Wie immer fanden sich sofort Freunde und kleine Gruppen in Paaren zusammen, wer keinen Partner hatte, fand jemanden, mit dem er sich zufrieden gab, bis nur noch Manu über war, der sich wie immer nicht getraut hatte, einfach so auf die Anderen zuzugehen.
»Was ist los? Hat noch jemand keinen Partner?«
Der Trainier sah sich kurz in der Halle um, kam aber auch zu dem Schluss, dass Manu wohl der war, der bei der ungeraden Schülerzahl überblieb.
Warum hatte er eigentlich ausgerechnet einen Mannschaftssport machen wollen? Warum hatte es nicht Schwimmen oder Leichtathletik sein können? Dann wäre ihm diese Tortur drei Mal die Woche ersparrt geblieben.

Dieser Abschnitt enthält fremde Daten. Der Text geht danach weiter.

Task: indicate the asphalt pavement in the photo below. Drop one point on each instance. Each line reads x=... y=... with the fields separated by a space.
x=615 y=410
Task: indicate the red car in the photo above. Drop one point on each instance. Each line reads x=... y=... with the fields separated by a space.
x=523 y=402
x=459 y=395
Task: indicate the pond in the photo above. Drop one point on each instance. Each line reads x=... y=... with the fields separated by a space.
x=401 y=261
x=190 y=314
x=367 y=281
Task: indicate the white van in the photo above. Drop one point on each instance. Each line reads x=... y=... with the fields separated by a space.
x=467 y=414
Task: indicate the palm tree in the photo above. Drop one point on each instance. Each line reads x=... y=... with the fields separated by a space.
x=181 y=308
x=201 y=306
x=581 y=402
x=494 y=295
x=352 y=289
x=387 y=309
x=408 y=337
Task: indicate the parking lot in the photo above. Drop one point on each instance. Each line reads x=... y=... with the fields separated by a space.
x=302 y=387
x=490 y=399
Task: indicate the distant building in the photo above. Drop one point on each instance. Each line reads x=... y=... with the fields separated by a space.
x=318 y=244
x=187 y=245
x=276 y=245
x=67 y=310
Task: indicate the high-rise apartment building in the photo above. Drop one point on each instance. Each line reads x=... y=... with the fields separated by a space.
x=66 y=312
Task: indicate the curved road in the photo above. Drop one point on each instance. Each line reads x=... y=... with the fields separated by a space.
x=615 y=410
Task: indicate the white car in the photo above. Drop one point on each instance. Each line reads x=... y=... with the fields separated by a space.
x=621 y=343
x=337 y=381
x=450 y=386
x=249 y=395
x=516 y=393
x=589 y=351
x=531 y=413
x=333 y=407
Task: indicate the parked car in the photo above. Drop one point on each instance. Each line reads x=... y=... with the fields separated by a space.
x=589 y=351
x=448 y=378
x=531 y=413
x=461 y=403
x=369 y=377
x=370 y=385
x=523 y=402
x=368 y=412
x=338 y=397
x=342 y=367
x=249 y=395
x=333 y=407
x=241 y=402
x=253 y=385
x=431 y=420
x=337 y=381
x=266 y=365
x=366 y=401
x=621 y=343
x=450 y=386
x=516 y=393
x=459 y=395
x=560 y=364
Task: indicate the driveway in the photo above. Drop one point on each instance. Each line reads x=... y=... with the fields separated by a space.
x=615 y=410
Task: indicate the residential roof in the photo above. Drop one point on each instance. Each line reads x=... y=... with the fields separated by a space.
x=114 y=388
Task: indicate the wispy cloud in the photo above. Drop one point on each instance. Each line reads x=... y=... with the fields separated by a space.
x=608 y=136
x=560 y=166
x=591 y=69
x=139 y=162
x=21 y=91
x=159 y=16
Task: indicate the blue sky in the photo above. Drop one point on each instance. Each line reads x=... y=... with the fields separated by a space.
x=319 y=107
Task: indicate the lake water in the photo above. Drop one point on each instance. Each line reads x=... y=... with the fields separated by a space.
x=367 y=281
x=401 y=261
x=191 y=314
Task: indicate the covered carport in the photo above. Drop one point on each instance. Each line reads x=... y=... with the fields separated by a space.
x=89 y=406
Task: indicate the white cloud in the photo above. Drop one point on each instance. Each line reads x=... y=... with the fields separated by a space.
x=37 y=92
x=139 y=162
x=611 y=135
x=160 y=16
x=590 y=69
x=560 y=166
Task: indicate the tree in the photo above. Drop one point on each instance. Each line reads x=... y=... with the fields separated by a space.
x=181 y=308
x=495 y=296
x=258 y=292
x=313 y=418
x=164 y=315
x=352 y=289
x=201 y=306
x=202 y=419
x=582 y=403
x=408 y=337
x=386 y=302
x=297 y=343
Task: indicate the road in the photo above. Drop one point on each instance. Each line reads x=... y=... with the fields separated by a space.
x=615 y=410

»Okay, dann kannst du gleich hier bleiben. Du machst die Übung vor. Jeder nimmt einen Ball.«
Manu unterdrückte ein Aufstöhnen, während der Trainier die ziemlich komplizierte Übung erklärte. Er versuchte, die Pässe, die ihm zugespielt wurden, anzunehmen, scheiterte jedoch schon beim zweiten Mal und wäre am liebsten im Erdboden versunken, als er hörte, wie seine Teamkameraden lachten.
Er wusste, dass es keine einfache Übung war, dass sie alle daran oft scheitern würden, und trotzdem sagte sein Selbstbewusstsein ihm, dass die Anderen über ihn lachten, dass er sich lächerlich machte und wahrscheinlich gerade einen ziemlich peinlichen Auftritt hinlegte.

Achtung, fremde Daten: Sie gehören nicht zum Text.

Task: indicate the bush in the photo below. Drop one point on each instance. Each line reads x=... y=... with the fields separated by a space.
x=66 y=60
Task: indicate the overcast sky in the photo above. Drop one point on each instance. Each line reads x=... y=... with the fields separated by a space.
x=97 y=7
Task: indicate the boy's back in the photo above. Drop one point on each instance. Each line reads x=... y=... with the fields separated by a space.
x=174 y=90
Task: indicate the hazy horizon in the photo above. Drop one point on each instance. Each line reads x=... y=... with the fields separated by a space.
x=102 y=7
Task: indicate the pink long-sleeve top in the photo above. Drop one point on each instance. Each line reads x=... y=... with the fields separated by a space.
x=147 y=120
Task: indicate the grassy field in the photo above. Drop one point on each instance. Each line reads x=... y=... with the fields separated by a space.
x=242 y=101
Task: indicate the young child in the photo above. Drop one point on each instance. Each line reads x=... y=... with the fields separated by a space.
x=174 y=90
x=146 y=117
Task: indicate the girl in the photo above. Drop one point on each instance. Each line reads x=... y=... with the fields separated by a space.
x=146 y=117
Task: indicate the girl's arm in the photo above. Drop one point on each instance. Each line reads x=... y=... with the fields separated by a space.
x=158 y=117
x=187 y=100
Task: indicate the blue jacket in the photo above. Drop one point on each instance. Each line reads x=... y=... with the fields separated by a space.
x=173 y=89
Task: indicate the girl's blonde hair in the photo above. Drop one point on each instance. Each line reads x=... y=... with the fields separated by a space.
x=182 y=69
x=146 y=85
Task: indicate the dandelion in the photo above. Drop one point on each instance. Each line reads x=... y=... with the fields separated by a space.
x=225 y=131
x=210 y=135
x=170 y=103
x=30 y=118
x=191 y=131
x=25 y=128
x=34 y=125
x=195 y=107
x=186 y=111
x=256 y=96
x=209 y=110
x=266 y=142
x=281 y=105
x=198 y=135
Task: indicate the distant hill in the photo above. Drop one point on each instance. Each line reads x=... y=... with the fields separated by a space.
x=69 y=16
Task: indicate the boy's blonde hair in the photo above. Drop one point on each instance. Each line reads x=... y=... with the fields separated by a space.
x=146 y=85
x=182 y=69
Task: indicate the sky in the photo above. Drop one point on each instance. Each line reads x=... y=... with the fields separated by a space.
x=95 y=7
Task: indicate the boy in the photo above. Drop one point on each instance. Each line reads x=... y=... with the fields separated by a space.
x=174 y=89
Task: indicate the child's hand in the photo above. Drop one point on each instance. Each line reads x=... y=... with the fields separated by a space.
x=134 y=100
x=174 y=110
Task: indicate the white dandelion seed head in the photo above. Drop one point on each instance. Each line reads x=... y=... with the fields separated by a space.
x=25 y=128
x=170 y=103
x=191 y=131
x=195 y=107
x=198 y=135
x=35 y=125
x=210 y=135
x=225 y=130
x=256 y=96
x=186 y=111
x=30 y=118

Der Trainer ließ sich nichts anmerken, zog die Übung durch und drückte ihm anschließend den Ball mit ermutigenden Worten, einem kurzen »Schon nicht schlecht. Such dir ein Team und wechselt euch ab« in die Hand und ging die Gruppen durch, um die Fehler der anderen Schüler zu korrigieren.

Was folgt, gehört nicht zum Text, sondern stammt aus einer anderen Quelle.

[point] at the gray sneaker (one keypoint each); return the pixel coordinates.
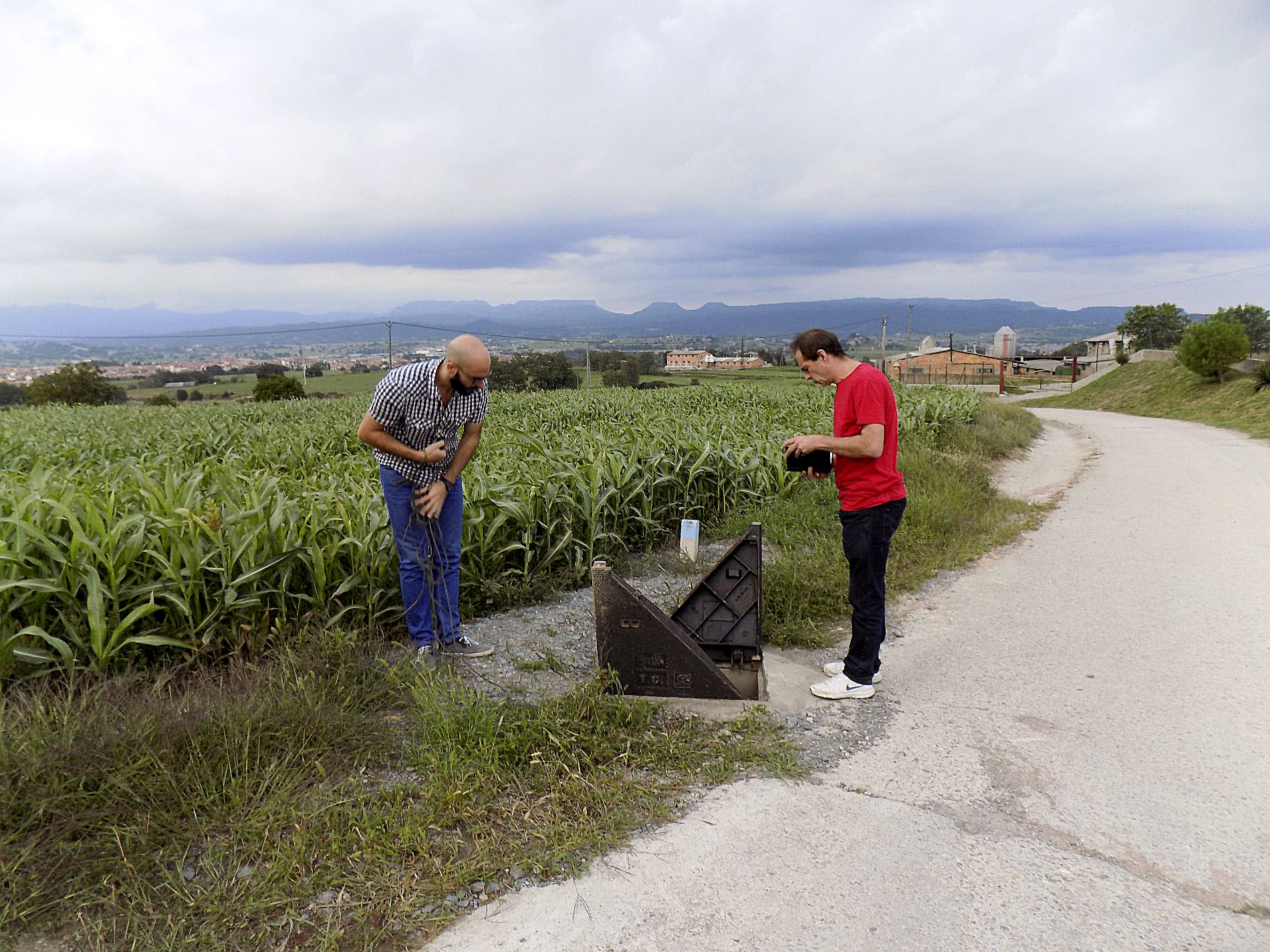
(832, 668)
(464, 647)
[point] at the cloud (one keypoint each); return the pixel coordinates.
(619, 150)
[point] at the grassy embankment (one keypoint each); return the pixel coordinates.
(1168, 389)
(330, 798)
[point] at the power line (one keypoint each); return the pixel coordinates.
(1165, 285)
(187, 335)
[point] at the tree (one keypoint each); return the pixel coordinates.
(1155, 325)
(624, 376)
(279, 387)
(12, 393)
(1255, 321)
(508, 376)
(76, 383)
(1209, 348)
(550, 372)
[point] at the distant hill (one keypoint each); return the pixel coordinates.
(563, 319)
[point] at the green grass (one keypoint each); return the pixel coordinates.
(952, 517)
(330, 382)
(1168, 389)
(244, 806)
(326, 799)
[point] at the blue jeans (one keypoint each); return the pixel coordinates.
(866, 544)
(427, 557)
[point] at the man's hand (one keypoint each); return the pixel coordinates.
(804, 444)
(428, 500)
(800, 444)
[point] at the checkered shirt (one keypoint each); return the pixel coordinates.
(406, 403)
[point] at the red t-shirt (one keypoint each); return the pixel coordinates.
(865, 396)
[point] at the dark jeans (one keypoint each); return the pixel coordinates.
(866, 544)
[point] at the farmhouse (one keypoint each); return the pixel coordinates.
(707, 361)
(936, 365)
(1103, 347)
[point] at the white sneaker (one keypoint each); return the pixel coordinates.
(832, 668)
(840, 685)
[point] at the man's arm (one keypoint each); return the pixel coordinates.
(868, 444)
(372, 433)
(430, 499)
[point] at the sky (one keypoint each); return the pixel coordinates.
(319, 155)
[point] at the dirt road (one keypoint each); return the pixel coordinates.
(1076, 753)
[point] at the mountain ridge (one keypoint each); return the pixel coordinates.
(576, 317)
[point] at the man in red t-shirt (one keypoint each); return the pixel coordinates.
(872, 492)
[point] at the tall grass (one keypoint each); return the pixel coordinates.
(952, 516)
(125, 537)
(324, 800)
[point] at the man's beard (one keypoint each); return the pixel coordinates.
(459, 386)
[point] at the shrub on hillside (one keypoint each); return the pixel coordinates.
(1261, 377)
(1209, 348)
(76, 383)
(279, 389)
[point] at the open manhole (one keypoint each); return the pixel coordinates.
(708, 647)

Manu sah zwar, dass die Anderen auch Fehler machten, aber trotzdem fühlte er sich die ganze Stunde über nicht besser, zweifelte an seinen Fähigkeiten und hätte zeitweise am liebsten abgebrochen. Erst als sie endlich ein Spiel machten und er es schaffte, sich sogar im Zweikampf gegen Stegi, der einer der Besten war, gut zu halten, fühlte er sich wieder etwas besser und wusste auch wieder, warum er gerne Basketball spielte und dass ihm der Sport eigentlich Spaß machte.
*
Nach dem Training in der Umkleide versuchte Manu das erste Mal, möglichst viel Zeit zu schinden. Er fühlte sich erbärmlich dabei, wie ein feiges Opfer, aber die Blicke, die ihm seine Teamkameraden beim letzten Mal zugeworfen hatten, hatten ihm gereicht. Es war genug, wenn jeder mitbekam, was Patrick mit ihm anstellte, sie mussten nicht auch noch sehen, was für Auswirkungen das auf seinen Körper hatte.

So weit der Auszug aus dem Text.